Changed. He explained that all that stuff was done and dusted whilst sneaking a
glance at his smiling offspring. He told a familiar tale of umpteen job applications
and no replies. Couldn’t care less shrugs from the staff of JobCentre Plus. So
what do you expect? You’re young, you’ve no experience, you’ve got a criminal
record. How dare you harbour hope? Just learn to live on fifty quid a week and
count yourself lucky. That all too familiar take of the doomed youth of the
disintegrating West.
But my man had decided he wasn’t going to take it lying
down. If nobody would give him the chance of a job he would create a job on his
own. So he knocked the door of every takeaway in the town and punted his
services as a menu delivery guy. And he got two of them to say yes. I have no
idea what he charged but who cares really. He knocked doors and got two orders
in the book. I couldn’t help but cast the mind back to the gnarled face of
Norman Tebbit all those years ago extolling the virtue of recession doomed
youth getting on their bikes and finding a job. Norman , you really would have loved this lad.

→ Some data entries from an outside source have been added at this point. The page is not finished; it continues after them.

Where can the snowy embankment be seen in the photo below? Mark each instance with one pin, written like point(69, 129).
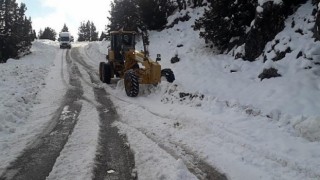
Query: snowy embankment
point(21, 82)
point(221, 111)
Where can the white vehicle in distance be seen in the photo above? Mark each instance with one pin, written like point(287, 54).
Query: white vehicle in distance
point(65, 40)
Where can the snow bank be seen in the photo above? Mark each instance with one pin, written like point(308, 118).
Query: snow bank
point(20, 83)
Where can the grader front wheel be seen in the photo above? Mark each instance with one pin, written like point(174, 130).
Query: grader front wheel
point(168, 74)
point(131, 84)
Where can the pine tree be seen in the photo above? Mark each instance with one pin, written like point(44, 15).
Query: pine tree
point(103, 36)
point(154, 13)
point(81, 33)
point(48, 33)
point(87, 32)
point(124, 15)
point(225, 20)
point(65, 28)
point(93, 32)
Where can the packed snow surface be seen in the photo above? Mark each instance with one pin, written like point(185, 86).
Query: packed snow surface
point(217, 109)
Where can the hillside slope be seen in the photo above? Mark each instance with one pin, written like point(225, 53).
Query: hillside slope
point(291, 100)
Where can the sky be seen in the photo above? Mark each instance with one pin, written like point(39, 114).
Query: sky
point(56, 13)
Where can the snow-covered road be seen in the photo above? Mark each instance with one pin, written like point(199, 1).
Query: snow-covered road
point(210, 122)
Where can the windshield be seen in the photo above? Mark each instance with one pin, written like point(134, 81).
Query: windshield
point(64, 38)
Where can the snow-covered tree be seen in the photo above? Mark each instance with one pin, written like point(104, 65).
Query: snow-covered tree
point(225, 20)
point(48, 33)
point(87, 32)
point(65, 28)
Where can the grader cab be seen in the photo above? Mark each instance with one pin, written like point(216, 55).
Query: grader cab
point(133, 66)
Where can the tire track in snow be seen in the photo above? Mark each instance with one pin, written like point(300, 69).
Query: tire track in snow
point(195, 164)
point(114, 159)
point(36, 161)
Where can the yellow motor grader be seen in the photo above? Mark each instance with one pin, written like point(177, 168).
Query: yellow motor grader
point(133, 66)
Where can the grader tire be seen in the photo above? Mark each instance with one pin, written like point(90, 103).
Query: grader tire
point(131, 83)
point(107, 73)
point(168, 74)
point(101, 66)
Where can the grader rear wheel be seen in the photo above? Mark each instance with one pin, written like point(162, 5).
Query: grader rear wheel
point(168, 74)
point(131, 83)
point(101, 66)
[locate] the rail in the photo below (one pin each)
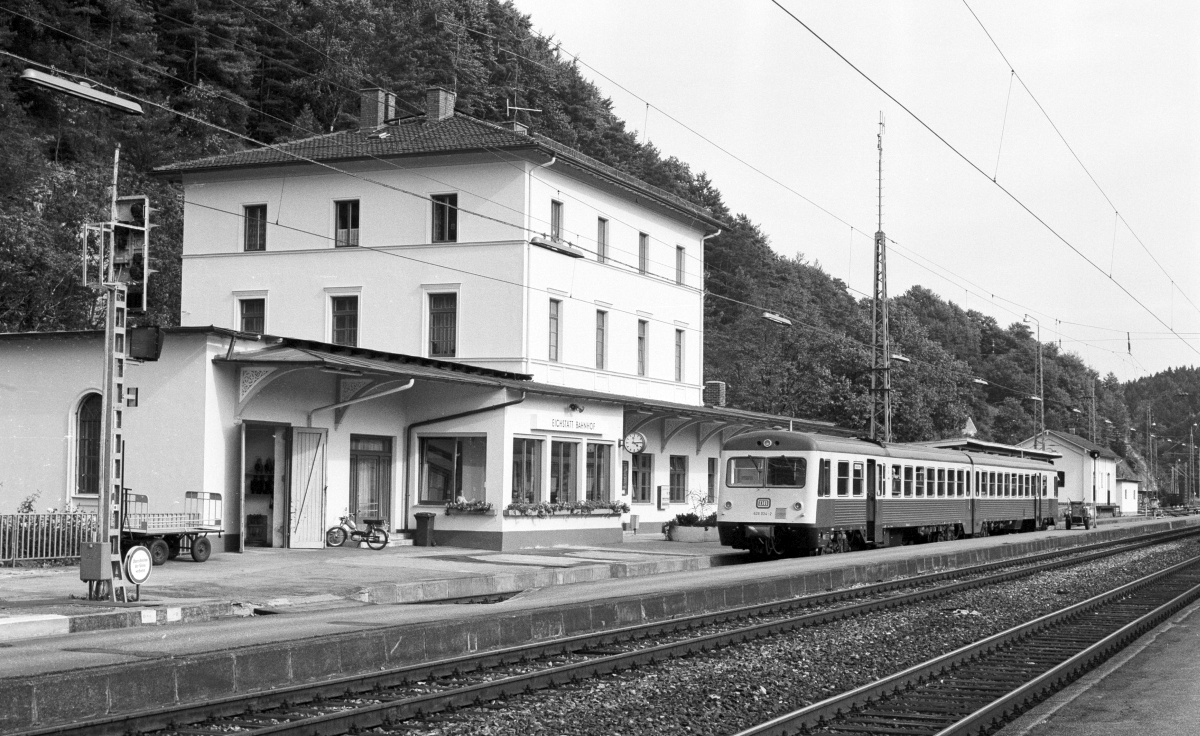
(43, 537)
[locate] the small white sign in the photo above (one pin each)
(575, 424)
(138, 564)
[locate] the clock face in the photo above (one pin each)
(635, 442)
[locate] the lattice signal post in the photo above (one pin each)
(120, 271)
(881, 348)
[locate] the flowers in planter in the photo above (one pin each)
(693, 519)
(579, 507)
(468, 507)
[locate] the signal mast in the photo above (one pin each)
(881, 348)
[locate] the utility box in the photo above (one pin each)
(424, 536)
(93, 563)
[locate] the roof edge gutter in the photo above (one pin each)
(361, 399)
(408, 442)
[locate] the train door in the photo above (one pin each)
(871, 491)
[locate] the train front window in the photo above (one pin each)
(767, 472)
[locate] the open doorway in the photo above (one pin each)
(264, 483)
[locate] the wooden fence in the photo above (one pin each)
(43, 537)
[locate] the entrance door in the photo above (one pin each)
(306, 497)
(871, 491)
(370, 477)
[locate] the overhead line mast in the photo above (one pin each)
(881, 360)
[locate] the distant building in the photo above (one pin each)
(1086, 471)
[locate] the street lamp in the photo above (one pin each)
(1042, 393)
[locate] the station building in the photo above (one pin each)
(1087, 472)
(421, 311)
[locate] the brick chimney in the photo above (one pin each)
(375, 107)
(438, 103)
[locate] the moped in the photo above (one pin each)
(376, 536)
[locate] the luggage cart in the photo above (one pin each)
(171, 534)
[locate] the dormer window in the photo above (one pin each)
(556, 220)
(347, 223)
(445, 217)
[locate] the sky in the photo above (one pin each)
(1091, 261)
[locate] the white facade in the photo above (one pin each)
(503, 285)
(1089, 472)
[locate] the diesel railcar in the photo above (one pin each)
(785, 492)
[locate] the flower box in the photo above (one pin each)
(694, 533)
(453, 512)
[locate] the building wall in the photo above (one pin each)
(46, 377)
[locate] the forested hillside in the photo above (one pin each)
(219, 75)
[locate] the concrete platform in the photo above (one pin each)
(69, 677)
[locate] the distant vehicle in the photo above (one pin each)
(1077, 513)
(786, 492)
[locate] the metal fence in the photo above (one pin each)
(42, 537)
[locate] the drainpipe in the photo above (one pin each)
(360, 399)
(408, 442)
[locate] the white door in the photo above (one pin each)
(306, 502)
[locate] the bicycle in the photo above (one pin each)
(376, 536)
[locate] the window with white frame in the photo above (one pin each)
(601, 240)
(88, 425)
(601, 340)
(678, 478)
(556, 324)
(445, 217)
(642, 477)
(443, 325)
(255, 219)
(643, 336)
(563, 471)
(252, 316)
(556, 220)
(526, 470)
(346, 226)
(345, 321)
(679, 355)
(453, 467)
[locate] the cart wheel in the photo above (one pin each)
(335, 537)
(159, 551)
(201, 549)
(378, 539)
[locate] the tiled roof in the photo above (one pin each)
(1081, 443)
(417, 137)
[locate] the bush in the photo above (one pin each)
(691, 519)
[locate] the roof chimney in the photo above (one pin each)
(438, 103)
(375, 107)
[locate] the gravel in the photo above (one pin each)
(730, 689)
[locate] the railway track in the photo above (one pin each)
(979, 687)
(388, 699)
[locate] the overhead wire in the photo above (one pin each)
(972, 165)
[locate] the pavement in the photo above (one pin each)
(316, 615)
(43, 602)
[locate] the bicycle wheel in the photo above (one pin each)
(378, 539)
(335, 537)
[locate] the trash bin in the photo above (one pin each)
(424, 536)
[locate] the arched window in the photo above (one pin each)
(88, 444)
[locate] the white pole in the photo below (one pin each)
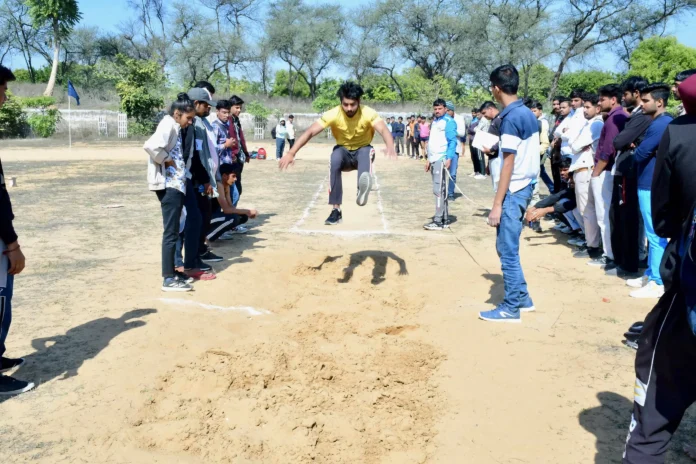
(69, 123)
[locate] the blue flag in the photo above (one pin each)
(73, 93)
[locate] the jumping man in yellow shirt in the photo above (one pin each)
(353, 126)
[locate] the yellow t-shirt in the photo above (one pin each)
(352, 133)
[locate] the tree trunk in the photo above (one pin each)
(56, 59)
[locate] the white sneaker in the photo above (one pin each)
(651, 290)
(640, 282)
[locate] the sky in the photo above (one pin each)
(108, 14)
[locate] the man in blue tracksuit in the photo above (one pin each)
(442, 149)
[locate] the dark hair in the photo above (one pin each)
(658, 91)
(634, 84)
(506, 78)
(205, 85)
(577, 93)
(223, 105)
(183, 104)
(486, 105)
(684, 75)
(350, 90)
(611, 91)
(235, 101)
(592, 98)
(6, 75)
(226, 168)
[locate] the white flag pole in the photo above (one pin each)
(69, 121)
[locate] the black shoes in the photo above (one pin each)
(336, 217)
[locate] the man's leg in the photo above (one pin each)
(192, 230)
(665, 381)
(5, 311)
(453, 173)
(340, 161)
(508, 247)
(656, 245)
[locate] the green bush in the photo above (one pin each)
(43, 123)
(13, 121)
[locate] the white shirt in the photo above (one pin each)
(585, 144)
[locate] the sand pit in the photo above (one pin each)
(352, 344)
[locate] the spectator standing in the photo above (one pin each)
(399, 130)
(664, 386)
(281, 134)
(602, 181)
(291, 130)
(627, 230)
(654, 98)
(442, 149)
(461, 134)
(12, 263)
(519, 150)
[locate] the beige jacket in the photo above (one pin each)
(158, 147)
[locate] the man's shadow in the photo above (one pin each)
(379, 270)
(63, 355)
(497, 291)
(608, 422)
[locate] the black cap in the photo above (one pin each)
(197, 94)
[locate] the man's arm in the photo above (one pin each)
(314, 130)
(665, 218)
(381, 127)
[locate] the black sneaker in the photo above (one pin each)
(435, 226)
(364, 187)
(7, 364)
(183, 277)
(12, 386)
(173, 284)
(211, 257)
(336, 217)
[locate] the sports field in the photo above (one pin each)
(358, 343)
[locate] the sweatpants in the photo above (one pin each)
(665, 379)
(221, 223)
(344, 160)
(438, 173)
(171, 202)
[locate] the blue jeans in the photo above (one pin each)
(507, 245)
(656, 245)
(280, 147)
(453, 173)
(5, 311)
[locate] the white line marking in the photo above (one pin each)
(379, 206)
(243, 309)
(311, 204)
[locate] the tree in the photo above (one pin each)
(660, 59)
(307, 38)
(586, 25)
(61, 16)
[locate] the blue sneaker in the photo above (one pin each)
(500, 315)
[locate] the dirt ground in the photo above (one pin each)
(353, 344)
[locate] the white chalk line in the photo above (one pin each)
(241, 309)
(311, 204)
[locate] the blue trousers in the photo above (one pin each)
(453, 172)
(508, 247)
(5, 311)
(656, 245)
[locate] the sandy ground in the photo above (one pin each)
(355, 344)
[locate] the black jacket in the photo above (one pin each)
(674, 188)
(7, 232)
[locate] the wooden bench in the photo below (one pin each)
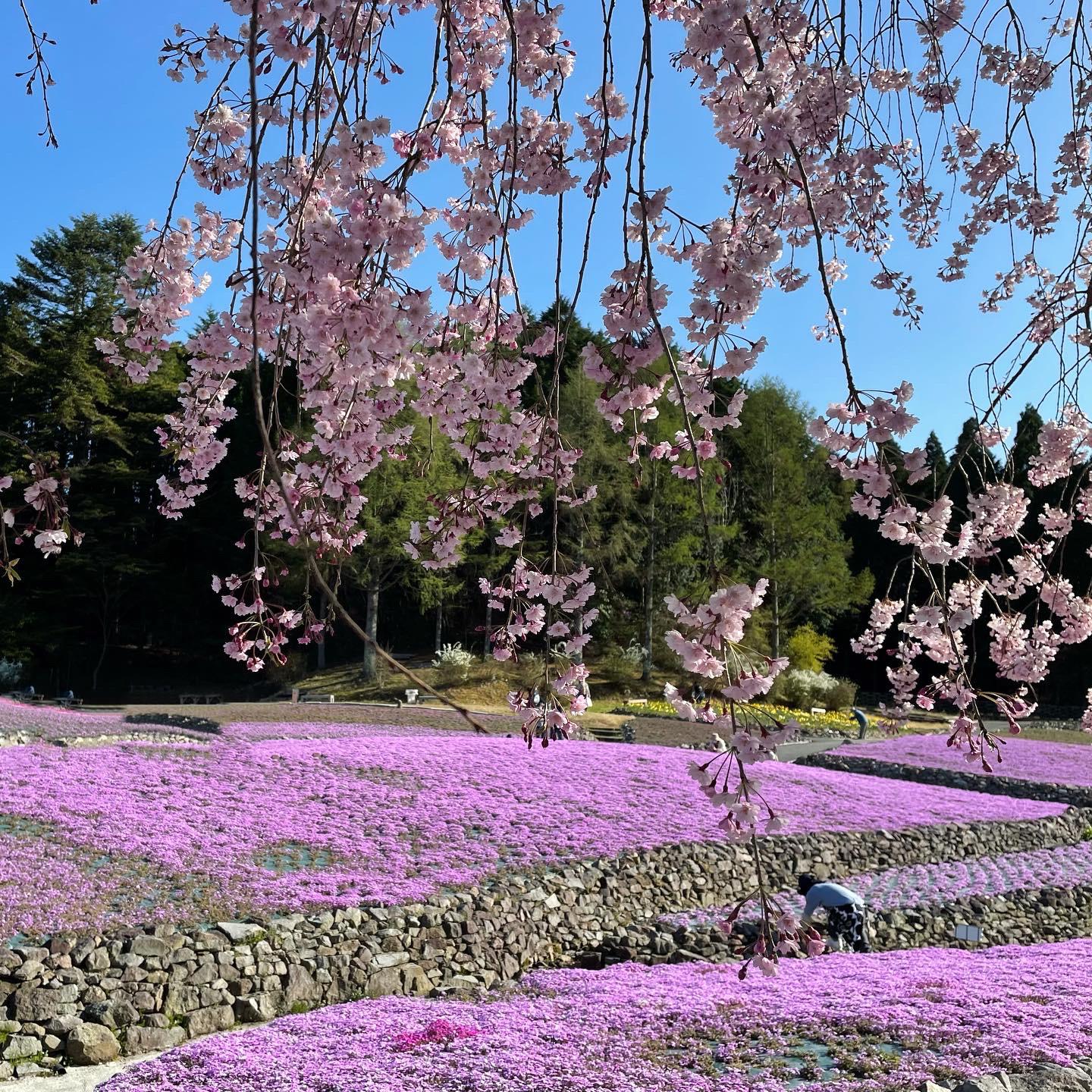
(607, 735)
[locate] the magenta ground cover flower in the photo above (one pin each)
(1025, 759)
(877, 1022)
(1067, 866)
(124, 833)
(44, 720)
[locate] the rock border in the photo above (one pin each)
(1075, 795)
(89, 999)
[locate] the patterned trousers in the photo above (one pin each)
(849, 925)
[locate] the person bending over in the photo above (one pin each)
(846, 918)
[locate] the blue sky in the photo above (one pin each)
(121, 123)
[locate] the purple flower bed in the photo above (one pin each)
(127, 833)
(250, 732)
(916, 885)
(52, 721)
(1025, 759)
(877, 1022)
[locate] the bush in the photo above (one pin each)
(623, 665)
(175, 721)
(806, 689)
(808, 650)
(453, 664)
(11, 672)
(843, 695)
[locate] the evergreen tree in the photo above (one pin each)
(791, 510)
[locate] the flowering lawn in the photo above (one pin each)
(1067, 866)
(134, 833)
(833, 722)
(42, 720)
(878, 1022)
(1025, 759)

He was your kind of people.
And there’s more. He was going to get paid cash once he had
letterboxed the menus. And he knew that that he would be breaking the rules if
he continued to sign on. And he had decided that his days of rule breaking were
all done. So he had marched into the JobCentre Plus and signed himself off. He
walked away from his £50 a week to follow his new course. Obviously he asked if
there was any financial help on the table but of course there wasn’t. Had he
been a bit older, over 25 I think, them an appreciative state would have
replaced his dole money with some new enterprise money for six months. But
apparently anyone who is young does not deserve any help in setting up on their
own. Odd really when we are so keen of offer unsecured loans running to tens of
thousands at subsidised rates to any brainy kid wanting to study ancient Greece
for three years at university.
So my man basically had a problem. A cash flow problem. The
menus had been delivered but payment wasn’t due for a week and he had walked
away from his dole. Which left him with a partner and a baby to feed and no
money whatsoever to make that happen. He told me it had been a long day. They
had toured every agency in town looking for help and they had found none. And
finally he had remembered the place his probation officer had once sent in for
a food parcel. And here he was. Here they all were. Nervous, ultra polite, a
little bemused. They couldn’t quite understand why everyone had lost all
interest in them now that they were trying to do the right thing. We were able
to give them bags of food enough to get through the week and I did my best to
be encouraging. Stick at it. Acorns and oak trees and all that. But why oh why
are we so hell bent of crushing every ounce of spirit out of this horribly
unlucky generation. Even you might agree with that Mr Tebbit.